Stone had been found guilty by a federal jury of obstructing investigations of Russian interference during the 2016 Election conducted by Congress and the FBI. He was set to begin his prison sentence on July 14th, but Trump swooped in at the last moment to commute Stone’s sentence, just as Stone wanted him to do.
In a rare public statement, Mueller spoke out against the commutation in an op-ed for the Washington Post in which he defended the case against Stone.
“The work of the special counsel’s office — its report, indictments, guilty pleas and convictions — should speak for itself,” Mueller said. “But I feel compelled to respond both to broad claims that our investigation was illegitimate and our motives were improper, and to specific claims that Roger Stone was a victim of our office. The Russia investigation was of paramount importance. Stone was prosecuted and convicted because he committed federal crimes. He remains a convicted felon, and rightly so.”

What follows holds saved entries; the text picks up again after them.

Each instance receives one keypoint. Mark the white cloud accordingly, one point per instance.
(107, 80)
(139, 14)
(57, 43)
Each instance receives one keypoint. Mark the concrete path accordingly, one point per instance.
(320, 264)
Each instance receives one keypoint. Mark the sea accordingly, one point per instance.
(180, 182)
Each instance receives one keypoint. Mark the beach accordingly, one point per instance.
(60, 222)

Indeed, the main reason Trump has given for his decision to commute the sentence is because he believes Mueller framed Stone. That’s not the case. In fact, it’s slander against a respected former FBI director, Justice Department prosecutor and Vietnam War hero.
“Russia’s actions were a threat to America’s democracy,” Mueller continued. “It was critical that they be investigated and understood. By late 2016, the FBI had evidence that the Russians had signaled to a Trump campaign adviser that they could assist the campaign through the anonymous release of information damaging to the Democratic candidate. And the FBI knew that the Russians had done just that: Beginning in July 2016, WikiLeaks released emails stolen by Russian military intelligence officers from the Clinton campaign.”

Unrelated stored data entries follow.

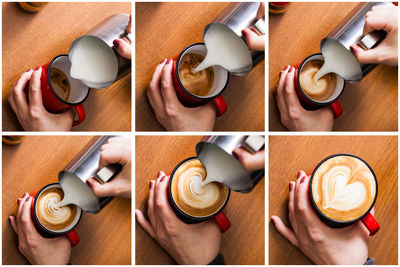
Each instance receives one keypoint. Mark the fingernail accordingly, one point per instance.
(116, 44)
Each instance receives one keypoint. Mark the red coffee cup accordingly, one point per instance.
(221, 78)
(311, 104)
(367, 218)
(219, 216)
(52, 101)
(69, 231)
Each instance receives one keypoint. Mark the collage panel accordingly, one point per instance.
(94, 216)
(179, 212)
(335, 198)
(66, 66)
(352, 85)
(174, 92)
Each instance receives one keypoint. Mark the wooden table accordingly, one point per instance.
(162, 31)
(243, 243)
(105, 237)
(289, 154)
(32, 39)
(370, 105)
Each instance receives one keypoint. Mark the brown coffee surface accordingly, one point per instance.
(60, 83)
(51, 217)
(321, 89)
(198, 83)
(191, 195)
(343, 188)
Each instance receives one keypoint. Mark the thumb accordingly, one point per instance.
(367, 56)
(102, 190)
(123, 47)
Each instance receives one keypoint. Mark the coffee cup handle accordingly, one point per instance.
(81, 114)
(73, 237)
(221, 105)
(371, 223)
(337, 109)
(222, 221)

Stone was the middleman in all of this as he had communication with Wikileaks and the Trump campaign and coordinated the release of Clinton’s stolen emails.
“Congress also investigated and sought information from Stone,” Mueller pointed out. “A jury later determined he lied repeatedly to members of Congress. He lied about the identity of his intermediary to WikiLeaks. He lied about the existence of written communications with his intermediary. He lied by denying he had communicated with the Trump campaign about the timing of WikiLeaks’ releases. He in fact updated senior campaign officials repeatedly about WikiLeaks. And he tampered with a witness, imploring him to stonewall Congress.”

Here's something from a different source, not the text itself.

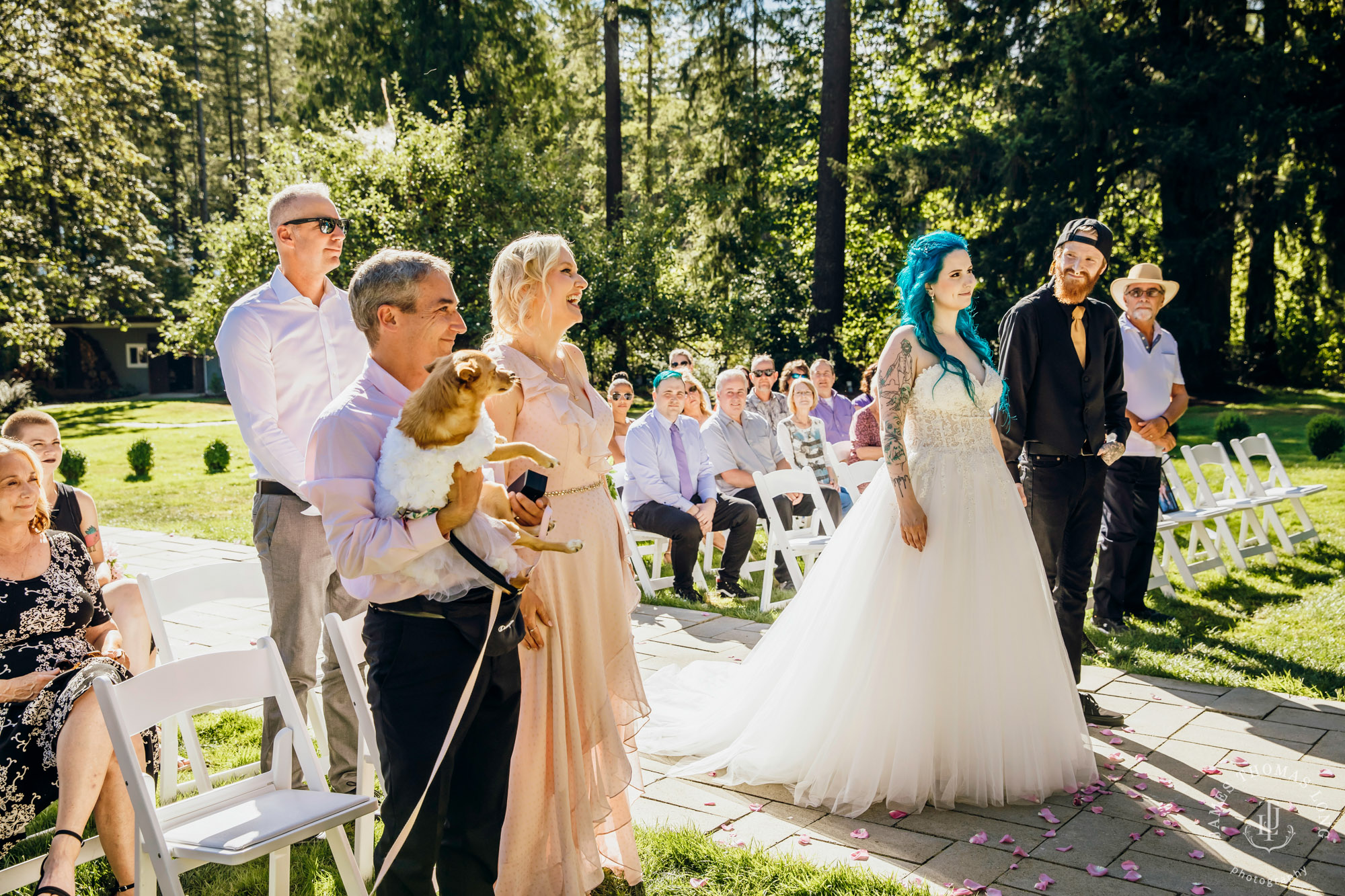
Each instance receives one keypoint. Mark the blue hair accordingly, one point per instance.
(925, 264)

“The jury ultimately convicted Stone of obstruction of a congressional investigation, five counts of making false statements to Congress and tampering with a witness,” Mueller concluded. “Because his sentence has been commuted, he will not go to prison. But his conviction stands.”
Trump’s decision to commute Stone’s sentence should be reversed by the next president so that Stone will have to serve out his punishment for his crimes. And then Trump himself should be prosecuted to the fullest extent of the law for abusing his power.